The story starts with 3 African-Americans breaking into Derek's car. His younger brother and future skinhead, Danny (Edward Furlong) sees them and interrupts his brother during sex to tell him. Derek grabs an automatic weapon and starts killing people. When one of them refuses to die from the bullet wounds, Derek crushes his skull on the curb.
Derek goes to prison, and, when he gets out, he spends his time trying to extricate his younger brother from the white supremacist movement. The movie jumps backward and forward in time with all periods filled with long diatribes of racial epithets.

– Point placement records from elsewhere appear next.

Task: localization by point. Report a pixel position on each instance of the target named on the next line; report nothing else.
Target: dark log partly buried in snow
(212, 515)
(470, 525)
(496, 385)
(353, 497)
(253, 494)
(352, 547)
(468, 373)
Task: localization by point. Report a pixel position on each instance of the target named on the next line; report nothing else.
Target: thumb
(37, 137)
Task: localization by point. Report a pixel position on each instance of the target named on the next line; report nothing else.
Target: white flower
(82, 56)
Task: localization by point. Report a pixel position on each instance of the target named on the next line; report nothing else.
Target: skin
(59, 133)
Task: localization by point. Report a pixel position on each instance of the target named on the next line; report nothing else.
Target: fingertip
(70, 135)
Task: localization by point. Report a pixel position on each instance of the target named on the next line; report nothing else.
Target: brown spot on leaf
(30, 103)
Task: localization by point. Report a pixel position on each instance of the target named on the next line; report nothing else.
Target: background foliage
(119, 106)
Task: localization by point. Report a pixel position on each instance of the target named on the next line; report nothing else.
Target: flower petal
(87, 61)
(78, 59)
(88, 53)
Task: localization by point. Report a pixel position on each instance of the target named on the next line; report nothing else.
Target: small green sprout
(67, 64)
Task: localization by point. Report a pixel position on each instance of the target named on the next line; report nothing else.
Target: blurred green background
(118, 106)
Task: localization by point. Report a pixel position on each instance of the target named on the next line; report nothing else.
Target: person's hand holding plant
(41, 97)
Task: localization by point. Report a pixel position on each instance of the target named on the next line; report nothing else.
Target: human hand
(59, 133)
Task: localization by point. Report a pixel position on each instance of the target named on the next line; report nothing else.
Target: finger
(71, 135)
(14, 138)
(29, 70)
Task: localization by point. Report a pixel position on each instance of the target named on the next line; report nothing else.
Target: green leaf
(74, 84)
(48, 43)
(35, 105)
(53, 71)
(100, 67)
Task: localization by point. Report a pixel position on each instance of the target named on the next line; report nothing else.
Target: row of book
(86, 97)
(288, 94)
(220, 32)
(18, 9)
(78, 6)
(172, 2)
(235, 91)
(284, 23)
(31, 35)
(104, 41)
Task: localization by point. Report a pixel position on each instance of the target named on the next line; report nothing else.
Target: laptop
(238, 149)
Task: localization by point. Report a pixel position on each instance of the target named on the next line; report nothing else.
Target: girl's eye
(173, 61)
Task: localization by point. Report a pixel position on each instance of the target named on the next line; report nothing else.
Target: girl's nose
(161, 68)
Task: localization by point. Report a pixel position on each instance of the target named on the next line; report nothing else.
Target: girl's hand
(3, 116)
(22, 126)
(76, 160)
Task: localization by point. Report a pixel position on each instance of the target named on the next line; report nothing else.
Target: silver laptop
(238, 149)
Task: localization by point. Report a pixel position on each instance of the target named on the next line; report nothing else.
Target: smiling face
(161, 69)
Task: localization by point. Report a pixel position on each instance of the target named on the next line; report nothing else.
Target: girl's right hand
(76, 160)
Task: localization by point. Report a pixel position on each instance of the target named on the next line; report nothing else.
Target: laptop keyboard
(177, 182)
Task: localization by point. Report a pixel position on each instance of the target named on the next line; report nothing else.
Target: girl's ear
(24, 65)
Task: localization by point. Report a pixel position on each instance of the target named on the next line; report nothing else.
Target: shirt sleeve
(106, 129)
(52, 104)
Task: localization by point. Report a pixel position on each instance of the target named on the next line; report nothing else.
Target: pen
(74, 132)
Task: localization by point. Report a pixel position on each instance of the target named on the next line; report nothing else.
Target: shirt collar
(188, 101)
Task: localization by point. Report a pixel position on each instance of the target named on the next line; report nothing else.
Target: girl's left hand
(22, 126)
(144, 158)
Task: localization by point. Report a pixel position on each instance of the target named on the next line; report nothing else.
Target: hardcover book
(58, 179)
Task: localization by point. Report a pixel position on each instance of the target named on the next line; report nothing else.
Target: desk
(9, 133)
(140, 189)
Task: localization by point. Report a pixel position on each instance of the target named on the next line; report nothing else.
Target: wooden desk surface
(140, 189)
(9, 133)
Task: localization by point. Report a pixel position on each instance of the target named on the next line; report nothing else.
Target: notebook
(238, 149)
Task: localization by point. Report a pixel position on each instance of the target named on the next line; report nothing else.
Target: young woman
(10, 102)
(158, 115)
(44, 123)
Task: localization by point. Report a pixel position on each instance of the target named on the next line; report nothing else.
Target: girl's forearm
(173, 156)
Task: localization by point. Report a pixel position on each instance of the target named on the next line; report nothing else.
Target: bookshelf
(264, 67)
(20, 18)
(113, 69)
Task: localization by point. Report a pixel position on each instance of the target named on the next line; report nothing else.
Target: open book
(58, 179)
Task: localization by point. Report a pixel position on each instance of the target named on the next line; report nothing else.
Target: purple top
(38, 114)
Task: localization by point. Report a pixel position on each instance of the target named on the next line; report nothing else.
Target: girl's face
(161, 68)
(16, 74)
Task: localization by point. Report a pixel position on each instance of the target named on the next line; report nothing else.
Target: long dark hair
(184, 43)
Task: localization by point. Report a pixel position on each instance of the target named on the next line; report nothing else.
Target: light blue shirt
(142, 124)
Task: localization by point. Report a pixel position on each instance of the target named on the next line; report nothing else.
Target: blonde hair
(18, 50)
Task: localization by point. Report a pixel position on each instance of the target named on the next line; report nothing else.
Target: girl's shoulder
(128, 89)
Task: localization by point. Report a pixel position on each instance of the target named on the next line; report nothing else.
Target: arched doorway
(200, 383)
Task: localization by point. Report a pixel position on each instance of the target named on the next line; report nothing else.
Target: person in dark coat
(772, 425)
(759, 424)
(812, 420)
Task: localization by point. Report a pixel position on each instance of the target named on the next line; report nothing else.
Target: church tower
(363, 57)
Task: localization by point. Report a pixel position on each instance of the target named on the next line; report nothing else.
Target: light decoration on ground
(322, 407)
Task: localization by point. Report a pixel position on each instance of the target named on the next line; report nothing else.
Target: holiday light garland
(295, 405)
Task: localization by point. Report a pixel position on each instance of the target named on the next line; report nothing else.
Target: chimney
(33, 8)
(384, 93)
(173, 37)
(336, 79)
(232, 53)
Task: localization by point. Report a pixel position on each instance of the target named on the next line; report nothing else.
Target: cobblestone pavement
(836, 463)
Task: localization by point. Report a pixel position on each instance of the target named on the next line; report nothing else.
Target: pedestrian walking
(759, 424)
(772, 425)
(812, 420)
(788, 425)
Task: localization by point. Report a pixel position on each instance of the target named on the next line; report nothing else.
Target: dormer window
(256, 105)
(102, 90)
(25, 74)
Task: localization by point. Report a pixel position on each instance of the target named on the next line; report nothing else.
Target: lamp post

The supporting cast covers all the stereotypes. Elliott Gould is a wimpy Jew who'd liked to date Derek's mom were he not scared of Derek. Beverly D'Angelo is Derek's sickly mom, who coughs between every drag of the cigarettes she chain smokes. Ethan Suplee plays Derek's skinhead buddy, a 400-pound behemoth who couldn't speak without the use of profanities. Stacy Keach is a creepy old member of the skinhead set who plays puppeteer to his Nazi minions. And the teacher who befriends the Vinyard boys is an African-American high school teacher with 2 -- count 'em -- 2 Ph.Ds.
The manipulative film, when it isn't spewing racial slurs, uses images to toy with our emotions. After Derek complains about how "those people" are destroying his neighborhood, the camera cuts to an innocent little, 3-year-old black girl, smiling warmly into the camera.
Anne Dudley's score for the film is impressive, but misplaced. Full of long violin notes and dramatic Kettledrums, it strongly punctuates a film that needs some subtly.
Among the biggest deficiencies in the story is the lack of proper motivation for Derek's beliefs and actions. One time it is suggested that it has something to do with his father's murder. Later the movie implies that his attitude stems from a two-minute conversation that he had at dinner with his dad. Derek has been reading and liking "Native Son," in his high school class, but his dad warned him against the book and the double-Ph.D. teacher who assigned it. We are asked to believe that, after this brief conversation, his life was forever changed.
AMERICAN HISTORY X runs 1:57. It is rated R for graphic brutal violence including rape, pervasive profanity, sex and nudity. It should be considered NC-17 and would be acceptable only for the maturest teenagers.